The Italian Sea Group, Marina di Carrara
SRI Global e Finvacchi presentano una manifestazione di interesse per l’acquisizione di The Italian Sea Group
Si affaccia un primo potenziale investitore nel percorso di riorganizzazione di The Italian Sea Group. SRI Global Limited, holding controllata al 52% da Giulio Gallazzi e partecipata al 48% da Finvacchi, ha infatti trasmesso oggi al Consiglio di Amministrazione della società e ai Commissari Giudiziali una manifestazione di interesse non vincolante per l’acquisizione del complesso aziendale del Gruppo.

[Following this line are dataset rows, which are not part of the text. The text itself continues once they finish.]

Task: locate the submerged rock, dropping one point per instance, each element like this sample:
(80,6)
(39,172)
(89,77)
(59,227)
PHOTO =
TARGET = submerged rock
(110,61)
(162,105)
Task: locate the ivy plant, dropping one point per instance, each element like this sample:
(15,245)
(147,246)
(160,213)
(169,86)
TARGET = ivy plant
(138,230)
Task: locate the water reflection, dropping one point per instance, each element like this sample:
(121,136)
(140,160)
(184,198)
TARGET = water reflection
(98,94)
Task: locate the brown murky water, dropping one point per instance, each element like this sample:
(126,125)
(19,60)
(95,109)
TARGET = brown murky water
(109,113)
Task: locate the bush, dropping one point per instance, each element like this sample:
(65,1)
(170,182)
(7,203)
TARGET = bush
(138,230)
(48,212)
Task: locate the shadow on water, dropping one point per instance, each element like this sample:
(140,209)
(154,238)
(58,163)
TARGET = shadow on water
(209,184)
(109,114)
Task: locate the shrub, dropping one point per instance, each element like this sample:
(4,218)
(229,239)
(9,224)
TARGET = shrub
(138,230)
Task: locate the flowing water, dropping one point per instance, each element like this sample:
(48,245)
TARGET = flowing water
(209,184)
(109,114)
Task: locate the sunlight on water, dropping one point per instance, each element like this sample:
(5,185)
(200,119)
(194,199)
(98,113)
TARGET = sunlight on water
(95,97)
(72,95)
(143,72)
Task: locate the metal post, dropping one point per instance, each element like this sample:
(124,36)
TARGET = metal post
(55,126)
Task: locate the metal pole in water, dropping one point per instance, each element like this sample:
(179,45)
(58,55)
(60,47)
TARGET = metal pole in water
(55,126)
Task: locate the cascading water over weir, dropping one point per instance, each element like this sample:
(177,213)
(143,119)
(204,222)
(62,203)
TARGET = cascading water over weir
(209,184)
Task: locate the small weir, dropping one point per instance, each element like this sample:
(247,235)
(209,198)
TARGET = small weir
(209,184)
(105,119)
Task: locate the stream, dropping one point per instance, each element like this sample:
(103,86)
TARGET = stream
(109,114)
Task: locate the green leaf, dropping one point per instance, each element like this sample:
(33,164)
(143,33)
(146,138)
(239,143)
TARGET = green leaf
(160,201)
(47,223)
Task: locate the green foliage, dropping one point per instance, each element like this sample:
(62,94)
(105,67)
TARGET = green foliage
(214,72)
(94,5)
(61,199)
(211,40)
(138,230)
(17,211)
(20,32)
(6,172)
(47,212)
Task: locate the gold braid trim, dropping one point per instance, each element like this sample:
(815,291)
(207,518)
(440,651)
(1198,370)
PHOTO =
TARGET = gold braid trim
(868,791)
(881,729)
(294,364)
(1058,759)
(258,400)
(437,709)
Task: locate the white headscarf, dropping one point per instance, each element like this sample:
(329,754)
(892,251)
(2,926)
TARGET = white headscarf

L’iniziativa vede il coinvolgimento diretto di Giulio Gallazzi, presidente e amministratore delegato di SRI Global, e di Bernardo Vacchi, attraverso la propria holding di investimento Finvacchi. Nella fase iniziale dell’operazione i due investitori sono assistiti da Angelo Bonissoni dello studio CBA e da MAIM Group.
Secondo quanto comunicato da SRI Global, i due gruppi possono contare complessivamente su asset under management pari a circa 500 milioni di euro e vantano esperienza nell’acquisizione e nella gestione di partecipazioni industriali e finanziarie, oltre che in operazioni di ristrutturazione, turnaround e rilancio aziendale. Il progetto delineato nella manifestazione di interesse punta a preservare l’unitarietà di The Italian Sea Group, mantenendo in Italia il centro decisionale e le principali funzioni strategiche. Tra gli obiettivi indicati figurano inoltre la continuità produttiva negli attuali siti industriali, la tutela dell’occupazione, della filiera e dell’indotto e il rafforzamento della competitività del Gruppo anche attraverso possibili partnership con operatori industriali italiani. La manifestazione di interesse ha tuttavia carattere esclusivamente preliminare e non vincolante. L’eventuale prosecuzione dell’operazione resta infatti subordinata al completamento della due diligence e alla successiva definizione degli accordi contrattuali definitivi.
Per il momento non sono stati resi noti dettagli economici dell’eventuale operazione né i tempi previsti per l’esame della proposta. La manifestazione di interesse rappresenta comunque il primo passo formale di un possibile percorso di acquisizione e potrebbe aprire una nuova fase nella procedura di riorganizzazione del Gruppo, in attesa di verificare l’eventuale arrivo di ulteriori manifestazioni di interesse da parte di altri soggetti industriali o finanziari.